I have to start writing novels again. I have missed writing so much! It's still really hard, but I believe I can get my skills and inspiration back. I used to love writing, I was really good at it. It was my way to share my thoughts. But then I went to high school. High school ruined my imagination and writing. Suddenly I didn't have time to write any fiction, everything had to be based on fact and I couldn't use my normal language. I had to use boring language.
I know, it was my own fault that I let my mother language teachers control my writing. I should have just told them to fuck off. I was so proud of my writing when I was younger. Not anymore, now it's nothing special. But I was too conscientious, I was the good girl. I wanted learn everything, but that meant I lost my own thing.
I graduated over a year ago. And still I can't write. High school isn't the only reason why I can't write.
I'm really shy about my writings. This blog (and my other blog) are my way to practice writing before I actually start to write novels. But there's something inside me which blocks my writing. I don't want anyone to read my writings without my permission. I need my privacy. Even though I know, people can read my things if they really want, but it's different to KNOW that someone is doing it.
My boyfriend has read my and M's conversations two times now.
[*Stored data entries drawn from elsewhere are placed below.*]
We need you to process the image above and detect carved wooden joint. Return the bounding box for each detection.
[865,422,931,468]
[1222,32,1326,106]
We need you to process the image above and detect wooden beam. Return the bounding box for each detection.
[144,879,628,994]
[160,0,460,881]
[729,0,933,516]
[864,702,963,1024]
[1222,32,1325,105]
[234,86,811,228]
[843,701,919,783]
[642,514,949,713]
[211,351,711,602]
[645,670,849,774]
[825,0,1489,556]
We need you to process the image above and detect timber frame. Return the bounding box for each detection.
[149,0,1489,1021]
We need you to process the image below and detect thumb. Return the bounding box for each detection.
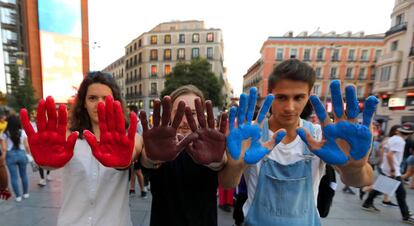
[263,129,286,151]
[65,131,79,153]
[177,132,199,151]
[296,127,324,151]
[83,130,99,153]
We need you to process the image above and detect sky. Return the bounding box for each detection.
[88,0,394,96]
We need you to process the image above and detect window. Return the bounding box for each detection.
[151,83,157,95]
[359,67,366,79]
[207,47,213,59]
[396,13,404,25]
[138,39,142,47]
[179,34,185,43]
[380,66,391,81]
[313,84,321,96]
[150,49,158,61]
[356,85,364,98]
[134,85,137,94]
[134,43,137,50]
[276,48,284,60]
[192,48,199,59]
[192,33,199,43]
[138,67,142,79]
[139,100,143,109]
[207,32,214,42]
[317,48,324,60]
[332,49,339,61]
[134,55,137,65]
[164,49,171,60]
[138,52,142,63]
[165,64,171,75]
[178,48,185,60]
[138,84,142,94]
[346,67,353,79]
[391,41,398,51]
[290,49,297,58]
[1,8,16,25]
[151,65,157,76]
[375,49,382,61]
[164,34,171,44]
[348,49,355,61]
[315,67,322,78]
[361,50,368,61]
[303,49,310,61]
[330,67,337,78]
[150,35,157,44]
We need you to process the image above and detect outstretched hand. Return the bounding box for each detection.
[184,98,227,165]
[297,80,379,166]
[83,96,137,168]
[20,96,78,168]
[140,96,193,162]
[226,87,286,165]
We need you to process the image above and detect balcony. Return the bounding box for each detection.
[403,77,414,87]
[377,51,402,65]
[372,80,398,93]
[385,22,407,37]
[409,47,414,57]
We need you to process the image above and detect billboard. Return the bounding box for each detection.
[38,0,83,103]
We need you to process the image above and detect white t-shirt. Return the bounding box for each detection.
[57,139,132,226]
[381,135,405,177]
[243,119,325,216]
[1,130,27,151]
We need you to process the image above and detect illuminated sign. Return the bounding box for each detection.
[388,97,406,107]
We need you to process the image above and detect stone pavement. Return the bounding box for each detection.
[0,168,413,225]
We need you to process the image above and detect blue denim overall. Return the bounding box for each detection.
[244,120,321,226]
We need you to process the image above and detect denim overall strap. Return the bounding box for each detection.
[244,120,321,226]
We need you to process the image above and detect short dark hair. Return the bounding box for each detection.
[69,71,126,138]
[268,59,316,93]
[128,105,138,114]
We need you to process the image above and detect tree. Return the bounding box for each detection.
[7,64,37,113]
[161,58,223,106]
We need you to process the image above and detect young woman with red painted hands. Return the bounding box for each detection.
[20,72,142,226]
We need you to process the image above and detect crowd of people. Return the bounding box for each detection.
[0,59,413,226]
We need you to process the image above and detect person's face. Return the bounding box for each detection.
[270,79,310,128]
[84,83,113,125]
[171,93,198,135]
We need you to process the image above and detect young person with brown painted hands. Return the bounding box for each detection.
[219,59,379,226]
[139,85,227,226]
[19,72,142,226]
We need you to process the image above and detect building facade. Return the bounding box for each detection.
[374,0,414,129]
[103,56,125,98]
[121,20,225,113]
[243,31,384,114]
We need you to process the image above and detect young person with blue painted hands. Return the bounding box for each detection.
[219,59,379,226]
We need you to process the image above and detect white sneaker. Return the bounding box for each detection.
[23,194,29,199]
[46,175,53,181]
[15,197,22,202]
[38,179,46,186]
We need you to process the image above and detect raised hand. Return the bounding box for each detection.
[226,87,286,165]
[297,80,379,166]
[140,96,192,162]
[184,98,227,165]
[0,188,11,200]
[20,96,78,168]
[83,96,137,168]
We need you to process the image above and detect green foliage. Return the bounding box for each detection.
[7,65,37,113]
[161,58,223,106]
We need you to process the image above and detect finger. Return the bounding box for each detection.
[229,106,237,131]
[177,132,199,151]
[345,85,359,120]
[362,96,379,127]
[296,127,311,147]
[256,94,274,125]
[263,129,286,150]
[309,95,330,126]
[219,112,228,134]
[57,105,68,137]
[20,109,35,138]
[172,101,185,129]
[83,129,99,153]
[139,111,149,132]
[36,99,47,132]
[185,106,198,132]
[246,87,257,123]
[206,100,215,129]
[97,102,107,135]
[238,93,248,127]
[64,131,79,153]
[46,96,57,131]
[128,112,137,142]
[195,98,207,128]
[296,127,325,150]
[161,96,172,126]
[105,96,115,132]
[114,101,126,134]
[330,80,344,120]
[153,99,161,127]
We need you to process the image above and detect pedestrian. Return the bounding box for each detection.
[139,85,227,226]
[362,124,414,224]
[220,59,379,226]
[0,139,11,200]
[20,71,142,226]
[1,114,30,202]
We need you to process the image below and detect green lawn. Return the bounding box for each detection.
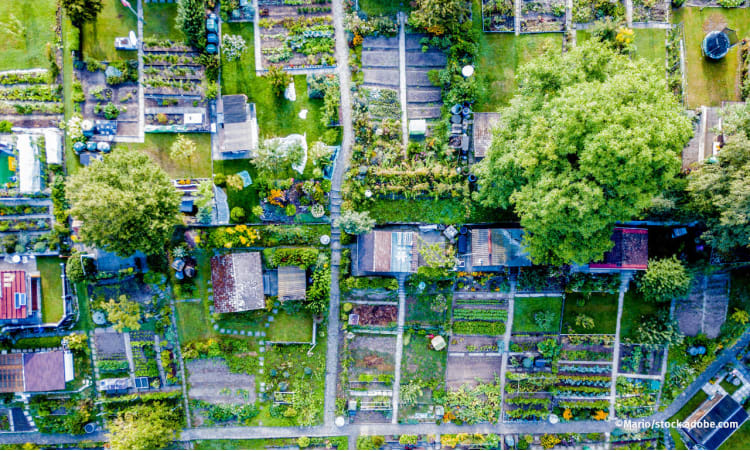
[174,252,217,343]
[620,283,668,341]
[729,267,750,313]
[473,0,562,112]
[673,7,750,108]
[267,311,314,343]
[0,0,58,70]
[401,333,446,382]
[720,378,741,395]
[37,257,64,324]
[213,159,261,222]
[221,23,339,146]
[81,0,138,61]
[358,0,409,16]
[562,292,618,334]
[368,198,468,224]
[720,418,750,450]
[118,133,212,179]
[74,281,93,332]
[144,3,183,41]
[512,297,563,333]
[576,29,666,69]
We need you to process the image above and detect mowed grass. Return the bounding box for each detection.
[38,257,64,324]
[358,0,410,16]
[620,283,667,341]
[81,0,137,61]
[213,159,261,222]
[117,133,212,179]
[473,0,562,112]
[562,292,618,334]
[0,0,58,70]
[175,252,217,343]
[221,22,340,146]
[512,297,563,333]
[144,3,183,41]
[267,312,314,343]
[632,28,667,67]
[673,7,750,108]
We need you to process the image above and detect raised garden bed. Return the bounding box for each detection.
[572,0,625,23]
[520,0,566,32]
[350,304,397,327]
[258,7,336,68]
[482,0,515,31]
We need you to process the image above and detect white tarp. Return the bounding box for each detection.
[44,129,62,165]
[17,134,40,193]
[64,351,75,382]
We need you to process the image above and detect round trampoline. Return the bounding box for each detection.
[703,30,731,60]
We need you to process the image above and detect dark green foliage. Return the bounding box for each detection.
[176,0,207,50]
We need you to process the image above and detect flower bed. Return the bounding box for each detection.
[615,376,659,418]
[258,12,336,68]
[0,70,48,85]
[0,218,50,232]
[520,0,566,32]
[572,0,625,23]
[632,0,668,22]
[482,0,515,31]
[0,205,48,215]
He can't understand why am I so mad at him. And why can't I write anything anymore. I know, I haven't always been talking nicely about him and of course he's jealous. I left to Iceland meet some other guy who I had known one week in Sicily. I would be jealous too.
But that doesn't give rights to break in to my computer and read my conversation with him. My boyfriend just ruined my trust. I can't trust him anymore, I don't want to tell him anything. I don't want him to know anything what I'm thinking. He doesn't deserve my thoughts.
Now I know that he can read everything I write in my computer. Is it a surprise, I don't wanna write anything? I can't write anything, because he might understand my words in the wrong way. It's better not to write at all. I don't want to explain my writings every time.
He promised to me, he won't read my things ever again. He made that promise after the first time. And then he broke his promise. When he told me about that second time reading, all I wanted to say was "fuck you, it's over now." I was so mad at him. For some reason, I just swallowed my anger and explained my words. But I still can't forgive him. I'm so mad at him. He ruined my illusion about privacy.
He can be such a asshole, but he can be also so lovely.